Notes du passé

Le style hispano-italien dans l’âme musicale malgache

D’après les musicologues, les instruments malgaches sont en nombre fort restreint. Et de reconnaître qu’ils peuvent se compter sur les doigts de la main. À savoir, la « sodina » et la conque marine comme instruments à vent, le « lokanga voatavo » et la « valiha » comme instruments à corde, le « lamako » (tambour) et le « hazolahy » (grosse caisse) comme instruments à percussion.
La « sodina » (sorte de flûte), répandue dans toute l’île, est surtout en honneur chez les Betsileo et les Sakalava. « Pour en jouer, l’artiste enfle la joue gauche, entoure presque entièrement des lèvres un bout de tuyau pour ne laisser à découvert qu’un tout petit intervalle par où pénètre le souffle. Le joueur de sodina obtient toujours auprès des Européens un succès de rire, autant par la bizarrerie des sons qu’il tire de son bambou que par la déformation de son visage » (Marie-Robert Rason).
La conque marine est tout simplement un gros coquillage percé à un bout. C’est un instrument fort en vogue et « joue le rôle de cloche ». Le son rauque et lugubre qui en sort, s’entend de très loin. Prolongé, il annonce un événement heureux; court et précipité, c’est l’alerte devant une calamité quelconque, incendie ou inondation.
Le « lokanga voatavo », violon malgache, se compose de trois cordes en raphia fortement roulées et fixées aux deux bouts d’une planche. L’une des extrémités de la planchette porte une moitié de calebasse bien séchée, servant de caisse de résonance. Ce n’est évidemment pas un instrument parfait, mais les récits pittoresques que le joueur de « lokanga voatavo » chante, lui valent auprès des auditeurs de francs succès.
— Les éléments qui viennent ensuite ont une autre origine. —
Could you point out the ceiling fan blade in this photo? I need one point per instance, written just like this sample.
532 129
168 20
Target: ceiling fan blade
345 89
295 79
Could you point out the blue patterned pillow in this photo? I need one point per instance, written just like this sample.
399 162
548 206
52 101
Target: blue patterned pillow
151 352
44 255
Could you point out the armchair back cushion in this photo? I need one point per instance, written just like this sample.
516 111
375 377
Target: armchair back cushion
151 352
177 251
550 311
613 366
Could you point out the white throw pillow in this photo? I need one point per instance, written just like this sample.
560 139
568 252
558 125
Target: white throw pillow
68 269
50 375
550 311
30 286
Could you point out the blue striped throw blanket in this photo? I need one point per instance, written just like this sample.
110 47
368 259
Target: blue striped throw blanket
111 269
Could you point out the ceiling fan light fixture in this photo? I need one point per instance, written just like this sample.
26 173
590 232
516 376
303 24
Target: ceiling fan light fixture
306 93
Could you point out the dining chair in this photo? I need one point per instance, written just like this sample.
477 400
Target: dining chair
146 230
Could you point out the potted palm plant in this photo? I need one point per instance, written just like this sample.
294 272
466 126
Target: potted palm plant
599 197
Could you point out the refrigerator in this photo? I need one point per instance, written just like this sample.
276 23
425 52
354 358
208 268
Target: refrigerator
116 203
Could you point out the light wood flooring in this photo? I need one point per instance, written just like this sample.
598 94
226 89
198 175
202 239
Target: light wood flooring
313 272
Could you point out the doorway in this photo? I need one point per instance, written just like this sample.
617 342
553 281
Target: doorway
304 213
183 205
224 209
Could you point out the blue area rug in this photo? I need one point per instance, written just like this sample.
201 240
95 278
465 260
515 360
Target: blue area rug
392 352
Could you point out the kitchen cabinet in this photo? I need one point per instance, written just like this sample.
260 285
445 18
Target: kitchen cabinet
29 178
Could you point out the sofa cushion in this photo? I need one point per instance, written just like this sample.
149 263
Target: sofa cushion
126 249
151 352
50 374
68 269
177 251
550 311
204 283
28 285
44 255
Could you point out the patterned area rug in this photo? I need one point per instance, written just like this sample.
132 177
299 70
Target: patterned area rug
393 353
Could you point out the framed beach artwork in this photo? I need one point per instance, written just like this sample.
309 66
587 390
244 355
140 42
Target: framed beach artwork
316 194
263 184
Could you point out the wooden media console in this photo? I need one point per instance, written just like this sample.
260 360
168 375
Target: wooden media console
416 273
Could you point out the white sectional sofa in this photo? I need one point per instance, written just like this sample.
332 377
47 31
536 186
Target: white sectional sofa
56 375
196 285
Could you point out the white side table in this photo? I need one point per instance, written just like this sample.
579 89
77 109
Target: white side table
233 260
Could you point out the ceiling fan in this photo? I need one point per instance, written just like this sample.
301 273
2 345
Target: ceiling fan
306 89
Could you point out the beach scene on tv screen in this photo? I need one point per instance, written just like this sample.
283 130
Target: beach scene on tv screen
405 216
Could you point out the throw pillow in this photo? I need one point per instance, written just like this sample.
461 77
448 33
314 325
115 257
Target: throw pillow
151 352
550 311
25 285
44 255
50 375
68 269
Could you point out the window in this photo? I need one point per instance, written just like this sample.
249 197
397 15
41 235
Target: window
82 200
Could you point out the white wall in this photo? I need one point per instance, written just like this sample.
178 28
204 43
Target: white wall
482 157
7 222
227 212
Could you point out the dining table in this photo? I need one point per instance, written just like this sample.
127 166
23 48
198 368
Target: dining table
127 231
La « valiha » est aux Malgaches ce qu’est la guitare aux Espagnols: c’est l’instrument malgache le plus répandu. Elle consiste en un gros bambou qu’il faut aller chercher très loin dans les grandes forêts. Les deux cloisons
intérieures conservées pour former la table d’harmonie, arrêtent les fibres espacées d’un centimètre environ que l’on incise dans le sens de la longueur. Ces fibres seront les cordes qui devront vibrer. Pour obtenir l’échelle
musicale, des pièces de citrouille séchées et rectangulaires, servent de chevalets mobiles.
La « valiha » doit se jouer sur une malle ou sur une caisse pour que le son naturellement faible et grêle, ait plus de profondeur et d’ampleur. « De nos jours, on tend à substituer aux fibres de bambou des cordes de mandoline ou de guitare. Certains fabriquent une sorte de cithare dont la sonorité est évidemment supérieure à celle de la valiha. »
Le « lamako », mâchoire de bœufs, était surtout utilisé par les veilleurs de nuit de la reine, pour accompagner leurs chants nocturnes. « Le bruit produit par le heurt de ces mâchoires, invitait au sommeil. Il n’existe plus de nos jours. »
Le « hazolahy » est constitué d’un tronc de bois creusé, dont les deux bouts sont couverts de peau de bœuf. « On bat cet instrument des deux côtés, soit avec un morceau de bois, soit avec les mains. Le son en est aigu. »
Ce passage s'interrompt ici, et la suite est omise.